What are we looking for?
The investment industry, with some exceptions, has rarely been ahead of the curve. Products are developed based on the rear view mirror approach, and seldom looking out the windshield. The current rash of low volatility ETFs is a perfect example.
The level of the Dow Jones industrial average, at this writing, is 13,172.76, but the cumulative ups and downs in 2011 was over 28,000 points. That volatility was actually 35 per cent less than in 2008, the year of the market meltdown.
Low volatility ETFs have outperformed in down markets, as you'd expect, but the trade-off is that these ETFs won't capture as much of the upside in big rallies. In addition, this sudden interest in low volatility strategies may harbinger lower risk adjusted returns going forward.
Today's screen will appeal to those who want low volatility stocks that are also showing strong bullish momentum and earnings growth, which aim to capitalize on the continuance of existing market trends.

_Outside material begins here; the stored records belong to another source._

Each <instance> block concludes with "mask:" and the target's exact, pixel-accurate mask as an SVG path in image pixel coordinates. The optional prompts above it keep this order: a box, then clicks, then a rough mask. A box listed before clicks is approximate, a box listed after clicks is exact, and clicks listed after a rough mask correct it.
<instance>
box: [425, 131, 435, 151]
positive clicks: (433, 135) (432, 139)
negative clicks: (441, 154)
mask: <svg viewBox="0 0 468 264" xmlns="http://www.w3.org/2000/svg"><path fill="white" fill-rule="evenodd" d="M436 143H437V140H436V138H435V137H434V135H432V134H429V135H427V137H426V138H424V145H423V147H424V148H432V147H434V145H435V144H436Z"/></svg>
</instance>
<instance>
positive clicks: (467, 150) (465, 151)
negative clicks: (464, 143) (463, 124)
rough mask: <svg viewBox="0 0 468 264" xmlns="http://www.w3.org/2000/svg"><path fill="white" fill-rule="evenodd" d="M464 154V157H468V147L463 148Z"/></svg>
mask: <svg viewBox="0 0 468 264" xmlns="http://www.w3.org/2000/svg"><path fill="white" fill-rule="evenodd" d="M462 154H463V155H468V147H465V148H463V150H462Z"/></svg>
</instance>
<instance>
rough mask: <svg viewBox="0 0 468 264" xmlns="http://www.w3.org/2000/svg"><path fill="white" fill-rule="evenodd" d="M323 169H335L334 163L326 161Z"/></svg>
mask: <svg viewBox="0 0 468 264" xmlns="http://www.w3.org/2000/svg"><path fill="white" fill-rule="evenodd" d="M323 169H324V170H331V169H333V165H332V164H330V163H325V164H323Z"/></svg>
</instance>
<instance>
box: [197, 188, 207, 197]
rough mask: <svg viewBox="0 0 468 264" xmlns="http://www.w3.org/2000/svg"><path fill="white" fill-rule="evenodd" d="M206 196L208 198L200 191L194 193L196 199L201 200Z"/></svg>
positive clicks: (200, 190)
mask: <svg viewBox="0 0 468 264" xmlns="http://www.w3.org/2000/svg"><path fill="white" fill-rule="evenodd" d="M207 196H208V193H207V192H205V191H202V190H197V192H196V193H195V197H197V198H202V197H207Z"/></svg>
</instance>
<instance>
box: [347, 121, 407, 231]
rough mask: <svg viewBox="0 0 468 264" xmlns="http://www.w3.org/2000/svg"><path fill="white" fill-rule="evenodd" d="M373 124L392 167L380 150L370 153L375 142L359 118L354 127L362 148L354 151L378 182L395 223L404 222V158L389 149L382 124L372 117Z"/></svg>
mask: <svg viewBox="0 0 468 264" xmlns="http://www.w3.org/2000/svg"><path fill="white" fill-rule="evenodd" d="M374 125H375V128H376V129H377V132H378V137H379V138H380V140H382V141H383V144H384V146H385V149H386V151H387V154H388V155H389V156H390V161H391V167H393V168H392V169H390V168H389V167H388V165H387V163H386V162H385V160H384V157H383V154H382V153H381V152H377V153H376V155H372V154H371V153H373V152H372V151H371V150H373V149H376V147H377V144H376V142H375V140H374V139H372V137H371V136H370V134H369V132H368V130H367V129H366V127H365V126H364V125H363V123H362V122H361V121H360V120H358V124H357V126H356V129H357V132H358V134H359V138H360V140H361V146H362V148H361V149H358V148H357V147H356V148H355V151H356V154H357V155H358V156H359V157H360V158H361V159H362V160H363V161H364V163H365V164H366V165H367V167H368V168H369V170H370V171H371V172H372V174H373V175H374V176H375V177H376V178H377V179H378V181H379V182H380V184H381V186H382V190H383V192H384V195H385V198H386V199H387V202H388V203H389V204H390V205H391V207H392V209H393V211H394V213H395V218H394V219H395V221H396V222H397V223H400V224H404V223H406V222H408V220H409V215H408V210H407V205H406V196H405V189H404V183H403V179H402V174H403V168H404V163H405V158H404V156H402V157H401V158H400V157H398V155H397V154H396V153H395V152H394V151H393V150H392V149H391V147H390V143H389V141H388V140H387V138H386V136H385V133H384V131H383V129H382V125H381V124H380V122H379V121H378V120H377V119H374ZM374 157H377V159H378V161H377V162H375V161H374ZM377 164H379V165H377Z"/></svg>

Associate portfolio manager Sean Pugliese and I looked at Canadian companies with over $1-billion in market capitalization. We then isolated those with positive price changes over the past 30 and 90 days. We refined the list even further to include only companies where analysts' consensus earnings estimates are positive for the next 12 months.
From those 33 companies, we found eight low beta stocks that are currently held in the Canadian low volatility ETFs. Beta is a measure of a stock's volatility in relation to the market.
What we found?
The eight companies are shown with an asterisk. Low volatility ETFs should not take over your portfolio as the approach may produce an abnormal asset composition. Low volatility investing is not suitable for broad market exposure, and reduced volatility comes at a price – lower returns over the long run.